The new gTLDs should encourage innovative and potentially lucrative business models producing new revenues streams while creating new opportunities for trademark owners to connect with their customers. On the other hand, the launch of hundreds of new gTLDs may cause headaches for brand owners forced to monitor and enforce their trademark rights to protect their brand in each of the new gTLDs.
The new gTLD program will allow businesses and other public and private organizations (individuals and sole proprietorships are not eligible) to create and operate their own gTLDs, making available a virtually unlimited number of top-level domains. For example, we could see gTLDs for famous brands such as .APPLE; .COKE; .DISNEY; or .GOOGLE.
While most global brands have not disclosed their plans, others have publicized their intent to apply for a new gTLD. Announced applications for new gTLDs include names that correspond to the applicant’s trademark (.CANON and .HITACHI); geographic terms that relate to specific cities (.NYC and .BERLIN); and generic terms that target specific businesses categories or communities (.JEWELERS and .ECO).
ICANN plans to accept applications for new gTLDs from Jan. 12, 2012, to April 12, 2012.
Applications must be filed online and require detailed information on the applicant’s business and proposed use of the gTLD and its financial, technical and operational ability. The initial application fee is $185,000 per gTLD. In addition, successful applicants must pay an annual fee of $25,000 and bear the costs related to operating a “registry” — the master database of all domain names registered in the gTLD. In the event there is more than one qualified application for the same or similar gTLD, an auction will be held and the highest bidder’s application for the gTLD will move forward.
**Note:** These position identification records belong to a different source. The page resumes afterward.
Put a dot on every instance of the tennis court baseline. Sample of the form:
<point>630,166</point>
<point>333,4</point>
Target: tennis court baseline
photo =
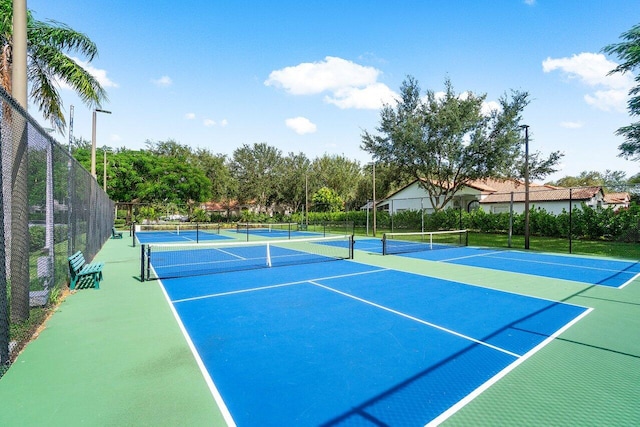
<point>591,270</point>
<point>346,343</point>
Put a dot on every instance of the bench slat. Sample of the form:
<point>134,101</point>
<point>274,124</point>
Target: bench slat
<point>78,269</point>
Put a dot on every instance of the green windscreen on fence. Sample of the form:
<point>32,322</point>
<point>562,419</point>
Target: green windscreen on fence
<point>50,207</point>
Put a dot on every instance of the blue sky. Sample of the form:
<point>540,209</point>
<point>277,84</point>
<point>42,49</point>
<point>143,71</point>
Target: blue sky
<point>310,76</point>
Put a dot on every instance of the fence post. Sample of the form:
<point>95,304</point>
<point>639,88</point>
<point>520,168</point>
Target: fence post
<point>570,220</point>
<point>4,308</point>
<point>510,220</point>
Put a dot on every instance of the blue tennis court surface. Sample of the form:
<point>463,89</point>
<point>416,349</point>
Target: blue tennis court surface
<point>185,236</point>
<point>345,343</point>
<point>595,271</point>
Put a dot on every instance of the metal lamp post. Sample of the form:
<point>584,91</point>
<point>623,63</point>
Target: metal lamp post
<point>526,185</point>
<point>93,141</point>
<point>373,166</point>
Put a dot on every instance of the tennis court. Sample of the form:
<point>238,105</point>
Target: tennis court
<point>186,233</point>
<point>346,343</point>
<point>591,270</point>
<point>450,247</point>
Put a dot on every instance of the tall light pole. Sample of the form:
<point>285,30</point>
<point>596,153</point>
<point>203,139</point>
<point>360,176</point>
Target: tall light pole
<point>93,141</point>
<point>526,185</point>
<point>104,168</point>
<point>373,166</point>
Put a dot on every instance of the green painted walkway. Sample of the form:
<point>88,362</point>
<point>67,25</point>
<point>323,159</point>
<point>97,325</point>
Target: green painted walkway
<point>116,357</point>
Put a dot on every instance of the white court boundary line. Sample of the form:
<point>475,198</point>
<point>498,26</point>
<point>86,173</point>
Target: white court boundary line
<point>203,369</point>
<point>436,421</point>
<point>493,253</point>
<point>475,393</point>
<point>415,319</point>
<point>260,288</point>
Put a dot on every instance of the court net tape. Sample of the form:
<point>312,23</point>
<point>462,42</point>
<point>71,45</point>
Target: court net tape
<point>164,261</point>
<point>398,243</point>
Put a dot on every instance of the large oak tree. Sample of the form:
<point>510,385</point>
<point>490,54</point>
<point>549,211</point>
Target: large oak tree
<point>447,140</point>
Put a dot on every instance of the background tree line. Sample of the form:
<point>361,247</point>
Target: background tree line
<point>170,173</point>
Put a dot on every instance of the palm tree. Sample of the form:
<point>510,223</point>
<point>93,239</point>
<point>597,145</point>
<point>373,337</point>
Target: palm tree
<point>48,63</point>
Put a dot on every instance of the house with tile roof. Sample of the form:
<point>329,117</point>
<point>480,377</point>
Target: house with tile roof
<point>496,196</point>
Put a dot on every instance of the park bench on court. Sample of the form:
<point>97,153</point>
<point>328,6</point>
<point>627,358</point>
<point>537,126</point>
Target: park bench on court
<point>115,234</point>
<point>84,274</point>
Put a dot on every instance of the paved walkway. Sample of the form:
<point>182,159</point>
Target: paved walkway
<point>113,356</point>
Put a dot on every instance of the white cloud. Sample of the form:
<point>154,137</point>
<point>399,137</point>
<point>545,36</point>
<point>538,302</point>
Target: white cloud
<point>98,74</point>
<point>572,125</point>
<point>591,69</point>
<point>370,97</point>
<point>164,81</point>
<point>350,85</point>
<point>301,125</point>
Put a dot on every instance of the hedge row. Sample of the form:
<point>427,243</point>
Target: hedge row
<point>586,223</point>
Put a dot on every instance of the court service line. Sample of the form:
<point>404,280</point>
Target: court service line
<point>629,281</point>
<point>298,282</point>
<point>475,393</point>
<point>230,253</point>
<point>215,393</point>
<point>424,322</point>
<point>469,256</point>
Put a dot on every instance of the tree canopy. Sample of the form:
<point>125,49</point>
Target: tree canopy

The New gTLD program contains rights protection mechanisms specifically created for trademark owners. It includes procedures for brand owners to protect their trademarks within new gTLDs and object to applications for gTLDs (and domain names registered in the new gTLDs) that are confusingly similar to their trademarks. In addition, gTLD operators must provide certain trademark protection services prior to launch of a new gTLD and during the initial period when domain name registrations within the gTLD are made available to the general public.
One of several trademark protection measures in the new gTLD program is the creation of a “Trademark Clearinghouse,” a database and central repository for information on trademark rights where trademark owners can register their marks. National or regionally registered word marks, word marks validated or protected by a court, statute or treaty and “other marks that constitute intellectual property” are eligible for inclusion in the database. The Trademark Clearinghouse will be consulted in carrying out the rights protection mechanisms required under the program.
Applying for a new gTLD and operating a registry is a significant financial and technical undertaking. The application process and required documentation is substantial. If your corporation, organization or business is interested in applying for a new gTLD, the application process should be started as soon as possible. A number of companies have announced plans to offer registry services for applicants that wish to outsource the technical operation of a gTLD. If your corporation plans to outsource the operation of registry services for a proposed gTLD, you should contact a service provider right away to discuss your plans.